The four-day school week question comes on the heels of the Wilcox County School Board recently voting to change its 2010-11 school calendar to a four-day schedule with classes Tuesday-Friday. Wilcox school officials believe the move would save about $100,000 annually. The plan still requires approval by the state board of education.
The Peach County School System switched to a four-day school week this school year due to state budget cuts.
"I don't think there's any chance Dougherty County will go to a four-day school week," Maschke said. "I think we've got to think about the parents and them having to find babysitting for that one day of the week. You can't just save money to save money; sometimes you have to spend money to have more effective teaching and learning. ... I just don't think it'll work here."
After the meeting, Maschke said, "The four-day school week is not something the administration is recommending or that the board is considering."
Gov. Sonny Perdue recently proposed paying teachers based on their performance rather than their experience or the degrees they held. Perdue said the new pay structure could be adopted in three years.
"I'm a big proponent of merit pay and with as much data as the school system and state prepares, we should be able to get into it," said Maschke, who was elected board chairman last January. "But, I'll be honest. I don't think the Dougherty County School System will be looking into that.

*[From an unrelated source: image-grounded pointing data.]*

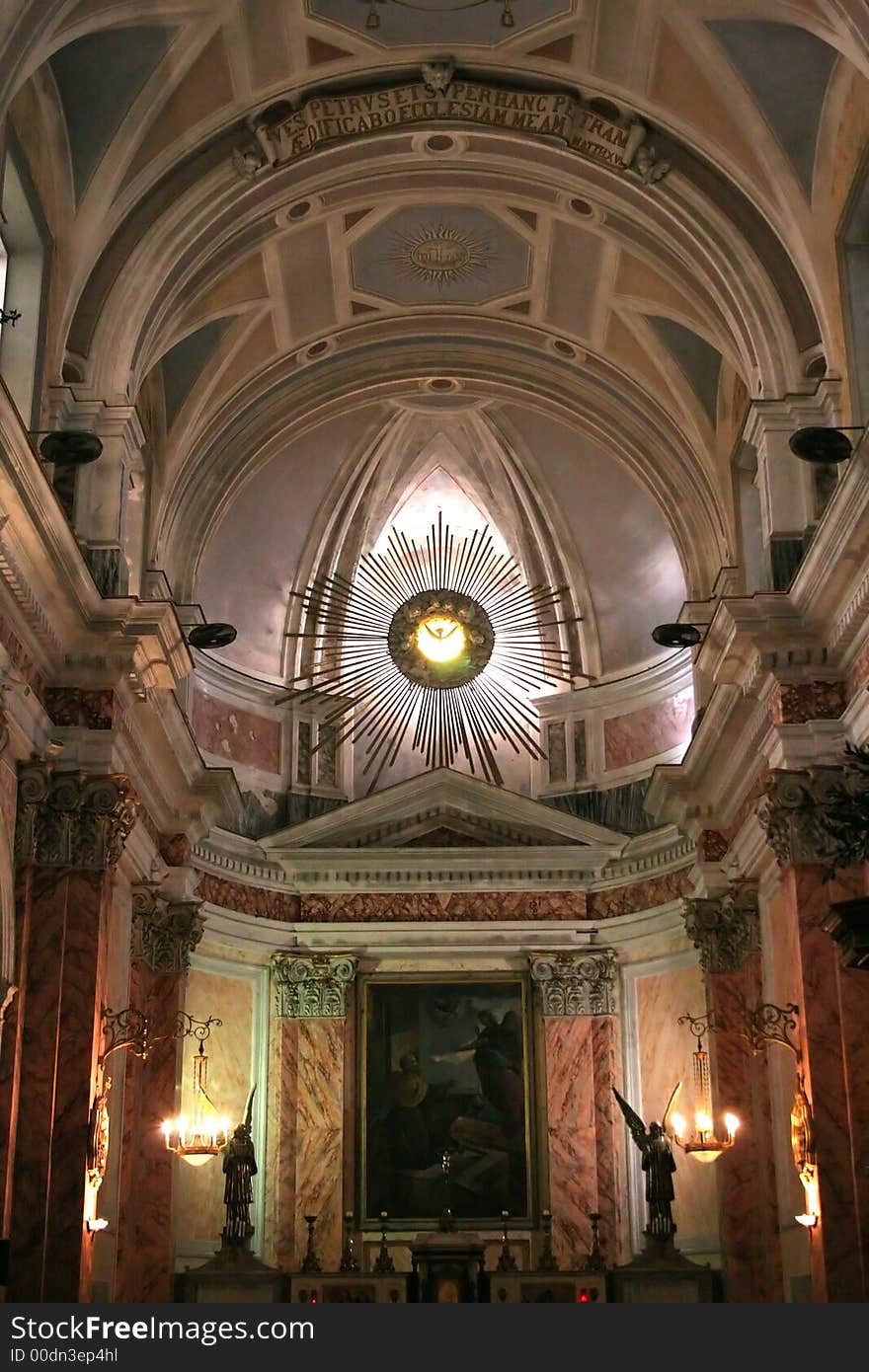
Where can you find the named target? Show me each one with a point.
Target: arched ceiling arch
(636, 317)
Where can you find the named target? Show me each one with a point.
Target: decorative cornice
(725, 928)
(820, 815)
(73, 819)
(312, 987)
(577, 984)
(164, 932)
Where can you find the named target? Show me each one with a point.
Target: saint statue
(659, 1165)
(239, 1168)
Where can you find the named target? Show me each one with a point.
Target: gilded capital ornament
(73, 819)
(577, 982)
(312, 985)
(725, 928)
(165, 932)
(820, 815)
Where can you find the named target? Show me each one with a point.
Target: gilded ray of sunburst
(439, 254)
(435, 645)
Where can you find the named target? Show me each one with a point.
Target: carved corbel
(577, 982)
(725, 928)
(165, 932)
(312, 985)
(73, 819)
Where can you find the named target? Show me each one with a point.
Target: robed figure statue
(239, 1168)
(659, 1165)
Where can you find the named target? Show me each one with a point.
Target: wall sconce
(204, 1135)
(703, 1144)
(677, 636)
(823, 446)
(211, 636)
(774, 1024)
(372, 20)
(130, 1029)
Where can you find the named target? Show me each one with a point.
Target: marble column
(577, 994)
(164, 935)
(816, 823)
(727, 932)
(310, 1005)
(70, 832)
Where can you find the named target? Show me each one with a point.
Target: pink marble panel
(608, 1138)
(144, 1261)
(833, 1094)
(665, 1058)
(648, 731)
(319, 1174)
(9, 799)
(751, 1252)
(236, 734)
(198, 1195)
(573, 1161)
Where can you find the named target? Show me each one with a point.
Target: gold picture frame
(445, 1101)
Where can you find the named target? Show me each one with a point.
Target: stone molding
(820, 815)
(725, 928)
(577, 984)
(73, 819)
(164, 933)
(312, 987)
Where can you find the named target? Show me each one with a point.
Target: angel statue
(239, 1168)
(658, 1164)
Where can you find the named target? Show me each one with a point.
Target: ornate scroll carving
(73, 819)
(165, 933)
(725, 928)
(577, 982)
(820, 815)
(312, 987)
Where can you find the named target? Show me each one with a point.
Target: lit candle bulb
(731, 1125)
(703, 1122)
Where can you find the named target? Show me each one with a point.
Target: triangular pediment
(445, 809)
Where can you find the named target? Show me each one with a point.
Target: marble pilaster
(164, 935)
(581, 1050)
(70, 833)
(310, 1002)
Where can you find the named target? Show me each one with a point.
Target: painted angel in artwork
(658, 1164)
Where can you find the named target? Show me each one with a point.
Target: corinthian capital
(577, 982)
(165, 932)
(73, 819)
(820, 815)
(312, 987)
(725, 928)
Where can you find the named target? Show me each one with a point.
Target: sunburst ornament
(439, 254)
(435, 645)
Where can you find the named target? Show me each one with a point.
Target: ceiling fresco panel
(404, 22)
(447, 254)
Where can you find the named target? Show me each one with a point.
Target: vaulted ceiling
(584, 373)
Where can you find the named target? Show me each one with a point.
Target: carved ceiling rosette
(73, 819)
(725, 928)
(577, 982)
(820, 815)
(312, 987)
(165, 933)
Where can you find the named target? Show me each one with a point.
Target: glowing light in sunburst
(439, 254)
(435, 644)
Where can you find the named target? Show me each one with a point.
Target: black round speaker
(677, 636)
(74, 447)
(211, 636)
(820, 445)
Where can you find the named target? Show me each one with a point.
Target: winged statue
(658, 1164)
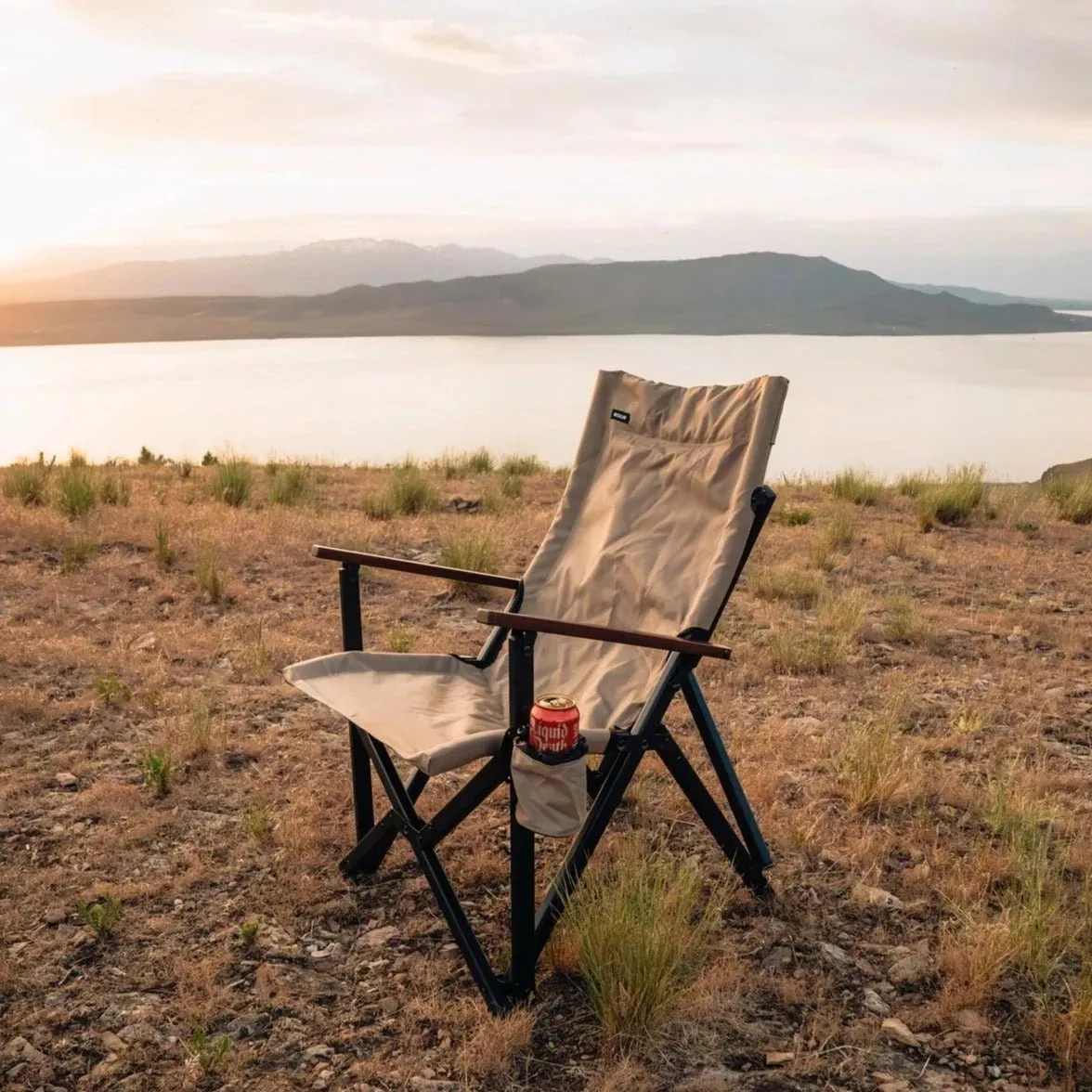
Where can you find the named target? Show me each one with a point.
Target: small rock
(378, 937)
(911, 968)
(835, 955)
(895, 1030)
(972, 1022)
(111, 1043)
(864, 895)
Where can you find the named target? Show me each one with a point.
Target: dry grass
(971, 804)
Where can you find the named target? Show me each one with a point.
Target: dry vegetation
(910, 712)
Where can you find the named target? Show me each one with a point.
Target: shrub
(643, 932)
(233, 481)
(101, 916)
(478, 551)
(76, 495)
(291, 485)
(789, 585)
(26, 483)
(858, 488)
(408, 492)
(76, 552)
(208, 575)
(163, 553)
(1072, 498)
(113, 490)
(953, 500)
(522, 465)
(159, 769)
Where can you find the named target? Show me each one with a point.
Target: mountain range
(734, 293)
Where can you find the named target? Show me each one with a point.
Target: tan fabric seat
(647, 537)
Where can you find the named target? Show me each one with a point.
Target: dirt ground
(910, 712)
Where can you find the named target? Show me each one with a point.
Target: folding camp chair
(663, 507)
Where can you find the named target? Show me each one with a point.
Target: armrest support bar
(529, 624)
(421, 568)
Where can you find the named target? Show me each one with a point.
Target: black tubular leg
(708, 812)
(495, 993)
(348, 587)
(725, 773)
(368, 854)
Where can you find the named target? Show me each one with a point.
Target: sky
(930, 140)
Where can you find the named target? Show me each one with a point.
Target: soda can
(554, 724)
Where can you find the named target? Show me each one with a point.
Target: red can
(554, 724)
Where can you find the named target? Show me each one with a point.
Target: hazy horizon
(918, 141)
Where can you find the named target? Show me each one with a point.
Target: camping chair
(663, 507)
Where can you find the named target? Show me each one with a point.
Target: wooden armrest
(533, 625)
(421, 568)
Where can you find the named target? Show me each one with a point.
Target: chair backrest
(650, 531)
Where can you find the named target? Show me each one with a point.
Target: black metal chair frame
(531, 928)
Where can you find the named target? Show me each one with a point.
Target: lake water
(1016, 403)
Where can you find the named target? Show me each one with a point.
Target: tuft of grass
(27, 483)
(101, 916)
(401, 640)
(953, 500)
(644, 928)
(905, 621)
(208, 1052)
(794, 516)
(875, 761)
(409, 492)
(76, 552)
(76, 491)
(478, 551)
(111, 689)
(1072, 498)
(115, 490)
(858, 488)
(786, 584)
(233, 482)
(208, 575)
(291, 485)
(825, 645)
(157, 767)
(163, 553)
(521, 465)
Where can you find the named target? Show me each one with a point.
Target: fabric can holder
(551, 789)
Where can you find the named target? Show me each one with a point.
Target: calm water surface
(1016, 403)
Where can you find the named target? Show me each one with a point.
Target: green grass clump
(231, 482)
(1072, 498)
(858, 488)
(208, 573)
(522, 465)
(953, 500)
(477, 550)
(76, 491)
(101, 916)
(409, 492)
(291, 485)
(159, 769)
(643, 928)
(115, 490)
(786, 584)
(27, 483)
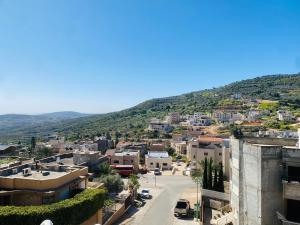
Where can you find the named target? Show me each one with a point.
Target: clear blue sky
(105, 55)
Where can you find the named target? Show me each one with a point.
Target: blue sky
(106, 55)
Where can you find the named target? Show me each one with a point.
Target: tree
(113, 183)
(133, 181)
(108, 137)
(205, 181)
(105, 169)
(171, 151)
(221, 179)
(236, 131)
(33, 143)
(210, 177)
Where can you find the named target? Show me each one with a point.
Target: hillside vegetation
(283, 88)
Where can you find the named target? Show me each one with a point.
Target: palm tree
(210, 172)
(204, 178)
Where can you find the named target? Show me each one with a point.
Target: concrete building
(265, 184)
(39, 184)
(157, 125)
(125, 157)
(158, 146)
(160, 160)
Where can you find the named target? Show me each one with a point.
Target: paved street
(159, 210)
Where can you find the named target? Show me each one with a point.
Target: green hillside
(283, 88)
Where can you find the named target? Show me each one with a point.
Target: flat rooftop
(38, 175)
(126, 153)
(155, 154)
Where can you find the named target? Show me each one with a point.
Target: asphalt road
(159, 210)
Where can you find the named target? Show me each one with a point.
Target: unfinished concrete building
(265, 184)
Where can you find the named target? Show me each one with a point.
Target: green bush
(72, 211)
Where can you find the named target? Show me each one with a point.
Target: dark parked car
(182, 208)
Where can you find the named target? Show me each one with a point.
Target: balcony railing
(285, 221)
(291, 178)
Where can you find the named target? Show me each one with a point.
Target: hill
(14, 121)
(282, 88)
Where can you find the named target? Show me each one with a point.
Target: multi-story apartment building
(126, 157)
(160, 160)
(265, 183)
(39, 184)
(173, 118)
(209, 147)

"The difficulty of implementing merit pay is that teachers and teacher unions oppose it, and the education system does not run on a business model. So people are not rewarded based on performance or results. Teacher and administrator salaries are based solely on years of service and the degrees and certificates that the employees possess."
Maschke began his 27-minute speech by going over the school system's ongoing search for a new superintendent. Current Superintendent Sally Whatley announced her retirement in late August. Whatley will remain on the job until the school board replaces her and names its 14th superintendent since 1885.
The position attracted 39 applicants from around the country and one from the United Kingdom before the application process ended Nov. 24. The school board has had several executive closed-door meetings since December regarding the superintendent search. The board is hoping to have a person in place by February or March, so that he or she would be involved in the 2010-11 school year budget process.
"Just stay tuned because I think a lot of things will be unfolding soon on this," Maschke said.
An architect by trade, Maschke also told Albany Rotarians about reviews the school system had conducted through an Atlanta consulting firm recently on the child nutrition program and central office operations.
"The consultant is now doing a review of all of the Dougherty County School System, going one department at a time," Maschke said. "We're hoping to have this in line for when the new superintendent comes in."
Maschke said the school system has also recently reviewed its supplement pay, salaries and personnel policies. He noted that the school system and school board have also gotten more aggressive in releasing personnel who were guilty of inappropriate behavior.
"In the past, people who did certain things we allowed to resign and they could work down the road," he said. "But the board now is firing people. We aren't putting up with such foolishness and take personnel issues very seriously."
Maschke, who is in his third school board term, also said that he has found more "cooperation" between the current board than previous boards he has worked with. The Rev. James Bush, Anita Williams-Brown, Milton Griffin, Velvet Riggins, Emily Jean McAfee and Michael Windom are the other current school board members.
"I think in the past couple of years, there's a more cooperative spirit. If we disagree, we agree to disagree," Maschke said. "We don't walk out of the room angry with each other, and I think the relationship between the superintendent and the board is a positive one."